Re: SELECT cacheing

Tim Sweetman Fri, 08 Sep 2000 07:47:43 -0700
DeWitt - this started as a reply to the modperl mailing list, & I had a
look at File::Cache as my reply grew. See the end of this for the
relevant bit :) - think I've found a bug...

Drew Taylor wrote:
> 
> Roger Espel Llima wrote:
> >
> > I've written a very small module to cache SELECT results from DBI
> > requests.  The interface looks like:
> >
> >   use SelectCache;
> >
> >   my $db = whatever::get_a_handle();
> >   my $st = qq{ select this, that ... };
> >   my $rows = SelectCache::select($db, $st, 180);
> >
> > this returns an arrayref of rows (like the selectall_arrayref function),
> > and caches the result in a file, which gets reused for 180 seconds
> > instead of asking the db again.

"Storable" is probably a good way to store this sort of result.

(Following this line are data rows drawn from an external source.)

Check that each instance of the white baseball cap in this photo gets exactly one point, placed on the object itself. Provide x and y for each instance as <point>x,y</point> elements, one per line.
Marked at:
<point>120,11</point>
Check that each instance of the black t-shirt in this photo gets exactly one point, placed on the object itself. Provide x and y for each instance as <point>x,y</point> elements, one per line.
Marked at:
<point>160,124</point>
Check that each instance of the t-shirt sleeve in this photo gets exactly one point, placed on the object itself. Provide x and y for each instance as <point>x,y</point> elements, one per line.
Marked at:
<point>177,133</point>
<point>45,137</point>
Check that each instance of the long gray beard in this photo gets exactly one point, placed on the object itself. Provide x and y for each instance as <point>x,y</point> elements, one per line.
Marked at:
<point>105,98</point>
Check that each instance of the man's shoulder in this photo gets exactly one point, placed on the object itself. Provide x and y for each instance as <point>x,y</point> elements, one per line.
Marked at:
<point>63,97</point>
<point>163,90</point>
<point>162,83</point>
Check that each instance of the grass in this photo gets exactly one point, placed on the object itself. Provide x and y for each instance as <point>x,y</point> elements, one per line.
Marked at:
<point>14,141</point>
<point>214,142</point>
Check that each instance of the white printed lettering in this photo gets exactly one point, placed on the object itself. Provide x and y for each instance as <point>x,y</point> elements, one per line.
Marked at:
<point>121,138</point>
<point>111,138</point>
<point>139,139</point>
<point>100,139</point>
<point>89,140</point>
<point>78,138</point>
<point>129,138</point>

> > The names of the cache files are the md5's of the select statement,
> > using the last hex digit as a subdirectory name.  There's no file
> > cleanup function; you can always do that from cron with find.
> >
> > This is all very simple, but it's pretty useful in combination with
> > mod_perl, to speed up things like showing the "latest 10 posts", on
> > frequently accessed webpages.

> > The question now is: is there any interest in releasing this?  I could
> > write some minimal docs and give it a 'proper' module name, if there's
> > interest.

This can be an extremely powerful approach to speeding up web
applications. We use a similar module which ended up fairly large - it
takes a method name & arguments, rather than an SQL string, meaning that
you can cache the result of operations other than SQL queries. It's also
grown several other enhancements: a mutual-exclusion-and-backoff
algorithm, so if one process is looking for the answer, others wait for
it rather than performing the same query at the same time, and several
ways to expire results that have become outdated (specifying lifetime,
or via timestamp files that get touched when major changes happen)

I always thought it'd make a good thing to CPANify but never got round
to it :(

The one thing I'd advise is: BE VERY CAREFUL WITH RACE CONDITIONS. You
can easily end up with something that will, in an unusual case, store
garbled data. I think you'd need to either use flock(), or write to
files then rename them, since rename is an atomic operation - and I
don't know how well that works under OSs other than UNIXes.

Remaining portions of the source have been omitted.